Imaging and Diagnostic Challenges in an 11-Year-Old Girl with Vaginal Agenesis: A Case Report.

Abstract

BACKGROUND The prevalence of female genital tract anomalies is around 4-6.9%. Vaginal agenesis is a form of Müllerian agenesis and defined as the congenital absence of the vagina. It affects 1 in 5000 women. During normal fetal development, the Müllerian ducts combine to form the uterus, fallopian tubes, and most of the vagina. However, in cases of vaginal agenesis, the Müllerian ducts fail to fuse to form the upper part of the vagina. This report presents the case of an 11-year-old girl with vaginal agenesis evaluated using ultrasound. CASE REPORT An 11-year-old girl, Tanner stage II, presented with cyclic abdominal pain for 3 months and no menarche. After a hymenectomy for imperforate hymen in January 2023 failed to relieve symptoms, she was referred to our hospital. Physical examination showed a tender lower abdomen with no genital abnormalities. Transabdominal ultrasound was inconclusive for differentiating between a transverse vaginal septum and cervical agenesis with hematometra, and magnetic resonance imaging suggested hematometrocolpos due to a transverse vaginal septum.

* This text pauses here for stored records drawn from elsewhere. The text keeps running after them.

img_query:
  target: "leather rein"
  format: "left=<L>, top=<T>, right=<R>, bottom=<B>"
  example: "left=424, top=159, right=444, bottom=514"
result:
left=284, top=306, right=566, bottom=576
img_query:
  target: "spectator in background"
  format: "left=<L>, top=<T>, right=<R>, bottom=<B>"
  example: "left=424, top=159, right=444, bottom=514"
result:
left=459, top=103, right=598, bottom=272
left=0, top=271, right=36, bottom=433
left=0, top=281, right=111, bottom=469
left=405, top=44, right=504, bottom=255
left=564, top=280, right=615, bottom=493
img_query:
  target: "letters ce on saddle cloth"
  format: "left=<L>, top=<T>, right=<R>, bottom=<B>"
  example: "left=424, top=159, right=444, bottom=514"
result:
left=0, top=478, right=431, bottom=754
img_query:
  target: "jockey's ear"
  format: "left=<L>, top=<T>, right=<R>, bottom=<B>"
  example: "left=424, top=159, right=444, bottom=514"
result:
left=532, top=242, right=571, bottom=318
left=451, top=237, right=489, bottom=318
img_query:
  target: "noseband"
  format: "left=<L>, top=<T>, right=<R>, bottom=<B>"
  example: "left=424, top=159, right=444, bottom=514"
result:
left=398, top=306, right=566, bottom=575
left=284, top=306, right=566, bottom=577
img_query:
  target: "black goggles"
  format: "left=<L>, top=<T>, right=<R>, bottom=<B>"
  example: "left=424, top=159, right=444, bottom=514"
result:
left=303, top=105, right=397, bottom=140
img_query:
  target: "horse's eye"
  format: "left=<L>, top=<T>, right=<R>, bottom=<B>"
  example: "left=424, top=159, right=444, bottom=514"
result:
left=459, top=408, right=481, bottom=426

Intraoperatively, distal vaginal agenesis was identified, and vaginoplasty was performed, evacuating 200 mL of thick blood. The cervix and uterus were normal, and postoperative management included gradual vaginal dilation with a soft mold. This case highlights the diagnostic challenges of distal vaginal agenesis, particularly in patients with a history of imperforate hymen. CONCLUSIONS This report emphasizes the importance of accurate imaging and clinical evaluation in diagnosing reproductive anomalies such as distal vaginal agenesis. Developing techniques to enhance the specificity of imaging modalities is crucial for distinguishing vaginal agenesis from a transverse vaginal septum, ensuring appropriate surgical management and better patient outcomes.